With the pace of change being extreme in today’s business world, people who can adapt rapidly are usually the most successful. You can’t afford to lag your competitors.

To be successful with change, you must gain new skills.

Jeff Haden in his article: “How To Master Any Skill (No Talent Required)”, talks about not only applying the hard work to learn a skill but the need to get out there and make mistakes to really master a skill.  Jeff goes on to show several examples about how this works.

You can’t be timid and wait until you master a skill, you need to go ahead and make mistakes.  You need to also learn how to minimize the impact of those mistakes, however.


The Importance of Selling Yourself

Be it project management, business or consulting, selling yourself is essential.

As a Project Manager, you market confidence. You lead your team, giving them clear direction toward achieving the end goal of the project. You sell confidence to your sponsors, showing them that you know where the project is and where it is going. If an issue comes up, you communicate not only the issue but the contingency and the impact both short and long term.

In your own business, not only are you selling a product but you also are selling the experience. With the interface between you and the customer, it is the relationship that is developed that is critical to get the business long term. If you are using sales people to interface with the customer, you need to establish the overall approach so that the relationship is established and nurtured.

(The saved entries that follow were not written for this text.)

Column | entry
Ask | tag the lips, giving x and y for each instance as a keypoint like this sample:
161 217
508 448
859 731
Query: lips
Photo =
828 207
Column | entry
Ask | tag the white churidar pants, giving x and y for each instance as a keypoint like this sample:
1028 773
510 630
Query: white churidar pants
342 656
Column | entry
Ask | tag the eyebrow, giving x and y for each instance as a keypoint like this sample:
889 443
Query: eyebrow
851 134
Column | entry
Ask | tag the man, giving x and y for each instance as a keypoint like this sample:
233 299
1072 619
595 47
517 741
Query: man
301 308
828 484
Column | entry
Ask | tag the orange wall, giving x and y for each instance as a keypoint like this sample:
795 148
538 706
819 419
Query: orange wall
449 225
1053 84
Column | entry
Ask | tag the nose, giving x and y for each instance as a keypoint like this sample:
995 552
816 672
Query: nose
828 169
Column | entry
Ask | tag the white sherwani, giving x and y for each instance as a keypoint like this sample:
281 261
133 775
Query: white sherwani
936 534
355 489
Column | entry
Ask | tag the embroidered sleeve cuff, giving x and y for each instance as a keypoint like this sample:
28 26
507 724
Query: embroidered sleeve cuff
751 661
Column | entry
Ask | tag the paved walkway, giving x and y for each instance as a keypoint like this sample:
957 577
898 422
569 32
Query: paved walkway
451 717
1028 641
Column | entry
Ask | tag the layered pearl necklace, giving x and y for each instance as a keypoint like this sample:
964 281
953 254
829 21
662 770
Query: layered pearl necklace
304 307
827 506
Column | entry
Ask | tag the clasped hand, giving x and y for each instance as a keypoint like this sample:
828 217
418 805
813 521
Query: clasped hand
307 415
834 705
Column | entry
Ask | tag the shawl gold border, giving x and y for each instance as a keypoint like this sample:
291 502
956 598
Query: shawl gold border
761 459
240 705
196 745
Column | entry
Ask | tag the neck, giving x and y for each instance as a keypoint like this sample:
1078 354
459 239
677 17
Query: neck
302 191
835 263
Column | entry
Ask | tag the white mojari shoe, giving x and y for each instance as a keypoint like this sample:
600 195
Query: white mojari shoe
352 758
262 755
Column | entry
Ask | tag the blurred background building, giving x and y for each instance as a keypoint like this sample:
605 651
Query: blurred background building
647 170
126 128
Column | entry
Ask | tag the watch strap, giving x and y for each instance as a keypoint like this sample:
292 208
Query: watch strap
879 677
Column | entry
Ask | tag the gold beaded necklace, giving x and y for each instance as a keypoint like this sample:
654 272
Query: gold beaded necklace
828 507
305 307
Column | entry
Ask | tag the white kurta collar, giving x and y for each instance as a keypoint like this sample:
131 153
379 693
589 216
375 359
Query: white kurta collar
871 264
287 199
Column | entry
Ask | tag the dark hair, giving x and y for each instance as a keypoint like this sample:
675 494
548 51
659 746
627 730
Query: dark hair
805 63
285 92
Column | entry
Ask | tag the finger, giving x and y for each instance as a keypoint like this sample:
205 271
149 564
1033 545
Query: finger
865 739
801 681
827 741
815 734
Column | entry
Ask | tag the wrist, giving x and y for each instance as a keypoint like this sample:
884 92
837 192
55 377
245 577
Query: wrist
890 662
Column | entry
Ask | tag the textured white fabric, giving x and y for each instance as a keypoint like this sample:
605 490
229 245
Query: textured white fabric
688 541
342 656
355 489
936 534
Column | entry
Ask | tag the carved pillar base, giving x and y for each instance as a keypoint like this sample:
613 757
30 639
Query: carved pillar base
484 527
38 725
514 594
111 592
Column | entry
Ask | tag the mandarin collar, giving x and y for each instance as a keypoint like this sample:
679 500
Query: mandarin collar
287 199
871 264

With consulting, you must establish from the beginning that the purpose of the interaction is to solve problems that will add value to the client.

Before the next interaction, think about how you will come across in a positive, helpful, way that will establish a valuable relationship for the customer.

Project Risk Management

Managing risk in any project is not about hoping that something unexpected will not happen or taking actions once something does happen.

Risk planning should occur early in the planning phase, where the project team looks at what might happen and puts risk elimination, monitoring and reaction tasks into the project work plan.

The team should have one or multiple sessions where they use Failure Mode and Effect techniques to identify potential risks.  Each risk should be rated as to the probability of occurring and impact on the project.  The team and the sponsors should agree at what level of probability/impact contingencies and risk reduction activities need to be put into the action plans.  Lean principles say that risk elimination should be designed into the end product from the beginning.  Each project team member needs to include risk monitoring activities into his/her plan, based on the risk management discussions.  Risk should be discussed at every team interaction, where, not only is the current risk profile is updated, but a mini FMEA should be performed to identify any new risks.

Every team member must put risk management at the top of their priority to prevent any unplanned project upsets.

What is Project Management For?

I heard a comment last night: “We use Project Managers to get us out of the &%*## can” .

Project management as practiced by the best is not to get a project out of trouble, but to eliminate the need to rush in and save the day.  Well practiced PM, uses tools, techniques and team problem solving to identify the issues up front, develop contingency plans and monitoring tools to make sure that surprises don’t occur.

The time to enlist the services of a PM is when the project is just a concept.  The PM can then help to develop a solid business case and plan the project for minimum upsets, thus insuring a successful outcome.